Author's note: The intended audience is children aged 9-13. "Riding a draft horse of Harvey's stature, even if he was a gelding, was against the rules, but with Devin's help, I'd been discreetly riding him for months. Harvey was perfectly well-behaved with me. He was a lot calmer overall after we'd spent time together, too. We were the same, Harvey and I."

Photo by Misha Voguel from Pexels

Since I usually spent the first week of August moping about, when I whistled on my way to breakfast, my Aunt Fern knew something was up. I sat down at the kitchen table with a smile. She smiled back, kissed my cheek and passed me a bowl of oatmeal and a glass of orange juice.

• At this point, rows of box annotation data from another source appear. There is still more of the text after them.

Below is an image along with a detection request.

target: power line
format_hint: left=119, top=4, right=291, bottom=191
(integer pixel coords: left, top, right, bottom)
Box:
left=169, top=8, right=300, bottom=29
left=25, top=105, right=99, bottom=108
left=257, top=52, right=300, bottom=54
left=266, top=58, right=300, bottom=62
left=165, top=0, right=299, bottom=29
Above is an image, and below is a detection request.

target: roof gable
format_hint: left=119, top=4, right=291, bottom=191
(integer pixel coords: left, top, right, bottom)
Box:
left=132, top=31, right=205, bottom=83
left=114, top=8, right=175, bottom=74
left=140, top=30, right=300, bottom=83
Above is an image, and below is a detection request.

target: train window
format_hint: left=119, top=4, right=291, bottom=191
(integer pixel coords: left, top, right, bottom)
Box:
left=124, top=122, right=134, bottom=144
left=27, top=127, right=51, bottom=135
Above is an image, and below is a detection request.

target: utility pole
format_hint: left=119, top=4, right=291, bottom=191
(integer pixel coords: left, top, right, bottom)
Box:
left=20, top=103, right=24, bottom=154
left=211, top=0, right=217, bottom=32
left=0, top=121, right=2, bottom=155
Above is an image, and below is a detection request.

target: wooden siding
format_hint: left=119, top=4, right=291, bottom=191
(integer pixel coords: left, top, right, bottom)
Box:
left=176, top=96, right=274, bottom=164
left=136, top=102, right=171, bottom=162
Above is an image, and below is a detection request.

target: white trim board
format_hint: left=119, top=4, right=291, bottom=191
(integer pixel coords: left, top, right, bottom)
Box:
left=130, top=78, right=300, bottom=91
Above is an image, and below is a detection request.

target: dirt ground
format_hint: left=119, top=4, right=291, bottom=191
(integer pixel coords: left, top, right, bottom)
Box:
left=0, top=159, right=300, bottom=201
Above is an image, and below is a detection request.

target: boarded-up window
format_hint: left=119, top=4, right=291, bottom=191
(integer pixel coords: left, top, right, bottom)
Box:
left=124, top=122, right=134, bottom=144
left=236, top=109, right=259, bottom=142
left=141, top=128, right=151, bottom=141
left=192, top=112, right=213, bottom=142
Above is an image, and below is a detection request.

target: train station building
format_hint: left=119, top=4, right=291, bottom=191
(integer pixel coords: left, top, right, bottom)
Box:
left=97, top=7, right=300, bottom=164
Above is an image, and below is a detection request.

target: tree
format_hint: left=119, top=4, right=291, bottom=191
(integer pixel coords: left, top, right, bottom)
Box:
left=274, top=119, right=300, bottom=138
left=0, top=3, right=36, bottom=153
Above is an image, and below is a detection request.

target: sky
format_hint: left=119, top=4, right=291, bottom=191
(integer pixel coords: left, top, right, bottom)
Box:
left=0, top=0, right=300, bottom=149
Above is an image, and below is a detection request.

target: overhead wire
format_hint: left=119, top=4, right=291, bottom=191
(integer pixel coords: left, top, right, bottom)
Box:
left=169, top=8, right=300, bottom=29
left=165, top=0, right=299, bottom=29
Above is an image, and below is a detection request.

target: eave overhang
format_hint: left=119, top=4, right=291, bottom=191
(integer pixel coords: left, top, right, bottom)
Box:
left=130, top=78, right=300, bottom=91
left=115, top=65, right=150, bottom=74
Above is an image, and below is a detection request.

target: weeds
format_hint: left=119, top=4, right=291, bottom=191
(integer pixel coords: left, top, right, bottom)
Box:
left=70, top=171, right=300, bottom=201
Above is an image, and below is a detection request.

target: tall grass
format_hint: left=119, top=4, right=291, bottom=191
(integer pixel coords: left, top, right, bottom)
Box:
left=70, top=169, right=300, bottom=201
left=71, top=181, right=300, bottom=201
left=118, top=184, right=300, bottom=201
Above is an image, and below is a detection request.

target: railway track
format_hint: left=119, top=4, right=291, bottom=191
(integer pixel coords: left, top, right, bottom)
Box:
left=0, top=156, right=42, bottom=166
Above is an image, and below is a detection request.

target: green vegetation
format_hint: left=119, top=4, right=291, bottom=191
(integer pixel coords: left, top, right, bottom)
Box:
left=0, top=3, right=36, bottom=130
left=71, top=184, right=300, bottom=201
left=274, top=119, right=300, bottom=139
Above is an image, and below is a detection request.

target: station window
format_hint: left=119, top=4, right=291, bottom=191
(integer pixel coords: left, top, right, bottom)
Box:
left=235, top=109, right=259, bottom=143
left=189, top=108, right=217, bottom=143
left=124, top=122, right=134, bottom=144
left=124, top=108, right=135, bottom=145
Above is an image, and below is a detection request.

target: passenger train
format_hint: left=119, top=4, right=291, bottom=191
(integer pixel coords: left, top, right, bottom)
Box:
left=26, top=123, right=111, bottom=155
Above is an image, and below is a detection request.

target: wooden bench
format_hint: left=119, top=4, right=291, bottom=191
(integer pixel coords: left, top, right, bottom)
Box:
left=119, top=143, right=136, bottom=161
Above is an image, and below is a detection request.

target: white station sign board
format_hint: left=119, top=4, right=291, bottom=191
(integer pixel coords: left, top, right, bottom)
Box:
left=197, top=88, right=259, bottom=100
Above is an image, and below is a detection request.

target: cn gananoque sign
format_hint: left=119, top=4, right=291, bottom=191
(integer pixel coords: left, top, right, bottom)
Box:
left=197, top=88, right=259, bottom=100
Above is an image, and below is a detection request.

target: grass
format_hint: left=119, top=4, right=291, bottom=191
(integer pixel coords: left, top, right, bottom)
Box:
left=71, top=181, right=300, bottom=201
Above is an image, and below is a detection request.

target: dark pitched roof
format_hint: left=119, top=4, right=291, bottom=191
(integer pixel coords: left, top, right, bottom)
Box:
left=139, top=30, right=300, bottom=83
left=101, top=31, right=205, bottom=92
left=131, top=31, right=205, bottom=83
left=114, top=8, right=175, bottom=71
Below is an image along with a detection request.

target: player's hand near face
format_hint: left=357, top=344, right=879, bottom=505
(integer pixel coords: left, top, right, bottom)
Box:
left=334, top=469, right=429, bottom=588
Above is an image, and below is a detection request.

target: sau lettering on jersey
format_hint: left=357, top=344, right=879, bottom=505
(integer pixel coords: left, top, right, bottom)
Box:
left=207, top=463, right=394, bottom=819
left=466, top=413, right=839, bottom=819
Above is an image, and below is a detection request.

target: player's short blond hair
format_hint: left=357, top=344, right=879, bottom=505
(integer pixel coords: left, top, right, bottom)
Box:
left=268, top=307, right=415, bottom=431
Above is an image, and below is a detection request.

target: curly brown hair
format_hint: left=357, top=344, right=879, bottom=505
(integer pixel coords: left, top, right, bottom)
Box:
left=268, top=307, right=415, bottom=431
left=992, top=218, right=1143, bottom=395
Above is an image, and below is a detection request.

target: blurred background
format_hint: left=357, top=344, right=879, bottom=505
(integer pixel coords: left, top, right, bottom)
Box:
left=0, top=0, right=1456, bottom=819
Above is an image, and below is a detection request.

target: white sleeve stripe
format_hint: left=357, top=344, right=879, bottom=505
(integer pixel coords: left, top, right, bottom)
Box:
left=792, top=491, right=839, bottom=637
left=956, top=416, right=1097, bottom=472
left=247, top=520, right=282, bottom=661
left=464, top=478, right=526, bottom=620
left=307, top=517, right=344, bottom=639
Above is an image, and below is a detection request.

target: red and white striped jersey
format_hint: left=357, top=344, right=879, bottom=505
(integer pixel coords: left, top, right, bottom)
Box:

"What happened yesterday, Lena? You left at the crack of dawn and barely made it back by the dinner-bell." Peering at me over her coffee mug, she winked and added, "This must be a special one."

I took a sip of my juice while I considered my reply and opted for a rambling, half-truth. "Um, nothing much. In case you were wondering, that swallow I found with the broken wing is really healthy now."

My aunt's smile changed to a sly, stretched-too- far-to-one-side-smirk and a nod, but she didn't miss a beat. "Good! I suppose that means it'll be flying off to a new home soon."

"Not exactly," I replied.

At that, I put my head down and started gobbling up my oatmeal in an attempt to avoid further questions about my wounded bird. I doubted even Aunt Fern would believe me if I tried to explain that Lin could talk.

Examining her nails, Fern ignored my slurping.

"Did you know that a new purchase of horses will be arriving any minute? You should run down to the old barn and watch! It only happens once every five years. Maybe Mr. Moreau will let you help him."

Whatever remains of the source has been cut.